Back to Logbook
2025-04-18

Ollama on bare metal: what actually runs

OLLAMA HOMELAB

16GB RAM handles 8B parameter models fine. Phi-3 Mini is fast. Llama 3 70B needs a GPU. The quantized 4-bit version is barely usable at homelab speed.

Hardware: one of the Lenovo M720q mini PCs, Intel Core i7-8700T, 16GB DDR4, no GPU.

What actually runs at usable speed:

  • Phi-3 Mini (3.8B): ~15 tok/s. Fast enough to feel interactive.
  • Mistral 7B: ~8 tok/s. Acceptable for anything non-time-sensitive.
  • Llama 3 8B: ~7 tok/s. Same bracket as Mistral.

What doesn’t:

  • Llama 3 70B Q4: ~1.2 tok/s. Technically loads and runs, but a 200-word response takes four minutes. Not useful.
  • Llama 3 70B full precision: exceeds available RAM. Ollama refuses to load it.

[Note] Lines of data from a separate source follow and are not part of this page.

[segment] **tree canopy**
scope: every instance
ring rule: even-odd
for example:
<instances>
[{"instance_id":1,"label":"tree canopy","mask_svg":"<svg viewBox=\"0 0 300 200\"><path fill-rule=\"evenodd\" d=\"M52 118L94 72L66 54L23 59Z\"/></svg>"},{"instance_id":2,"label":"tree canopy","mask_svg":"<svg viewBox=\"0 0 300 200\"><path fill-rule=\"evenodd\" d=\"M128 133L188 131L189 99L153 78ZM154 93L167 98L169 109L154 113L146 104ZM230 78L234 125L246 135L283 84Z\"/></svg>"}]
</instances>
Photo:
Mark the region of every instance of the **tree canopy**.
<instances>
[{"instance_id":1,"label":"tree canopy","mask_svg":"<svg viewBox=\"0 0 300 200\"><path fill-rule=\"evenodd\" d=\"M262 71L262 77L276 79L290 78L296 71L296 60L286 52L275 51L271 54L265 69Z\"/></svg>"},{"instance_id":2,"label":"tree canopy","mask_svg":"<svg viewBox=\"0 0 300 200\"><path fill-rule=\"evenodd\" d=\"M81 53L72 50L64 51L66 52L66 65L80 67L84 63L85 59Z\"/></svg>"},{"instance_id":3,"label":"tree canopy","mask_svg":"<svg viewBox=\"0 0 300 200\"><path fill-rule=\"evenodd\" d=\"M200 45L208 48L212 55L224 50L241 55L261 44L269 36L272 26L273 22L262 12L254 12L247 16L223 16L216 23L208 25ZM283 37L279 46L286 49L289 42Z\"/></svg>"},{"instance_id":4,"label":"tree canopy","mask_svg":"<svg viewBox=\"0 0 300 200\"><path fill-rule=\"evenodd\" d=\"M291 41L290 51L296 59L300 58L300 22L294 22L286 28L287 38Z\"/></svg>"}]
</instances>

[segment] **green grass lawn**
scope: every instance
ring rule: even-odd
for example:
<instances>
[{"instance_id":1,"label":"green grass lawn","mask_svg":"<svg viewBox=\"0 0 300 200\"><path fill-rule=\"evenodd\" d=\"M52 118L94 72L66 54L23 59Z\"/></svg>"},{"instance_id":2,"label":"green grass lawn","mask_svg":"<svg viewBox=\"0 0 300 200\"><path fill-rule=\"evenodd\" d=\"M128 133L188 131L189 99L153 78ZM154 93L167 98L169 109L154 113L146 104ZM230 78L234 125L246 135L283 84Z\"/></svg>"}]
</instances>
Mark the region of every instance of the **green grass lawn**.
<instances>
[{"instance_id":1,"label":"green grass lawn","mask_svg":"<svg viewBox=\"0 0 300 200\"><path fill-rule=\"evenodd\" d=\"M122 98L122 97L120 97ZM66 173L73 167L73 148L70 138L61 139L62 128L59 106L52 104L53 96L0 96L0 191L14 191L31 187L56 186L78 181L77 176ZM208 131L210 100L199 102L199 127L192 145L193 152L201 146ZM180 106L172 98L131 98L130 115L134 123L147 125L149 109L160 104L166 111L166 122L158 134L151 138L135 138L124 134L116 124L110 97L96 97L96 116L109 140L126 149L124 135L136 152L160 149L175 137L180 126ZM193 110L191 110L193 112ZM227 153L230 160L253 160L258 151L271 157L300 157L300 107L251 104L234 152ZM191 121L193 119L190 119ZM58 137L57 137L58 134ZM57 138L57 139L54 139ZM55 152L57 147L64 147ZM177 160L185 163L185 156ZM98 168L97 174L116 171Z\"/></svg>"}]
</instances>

The one configuration change that made a meaningful difference was setting OLLAMA_NUM_PARALLEL=1. The default allows concurrent model requests, which causes each one to take longer when anything else is running. For solo use, serializing is strictly better than splitting the CPU across requests.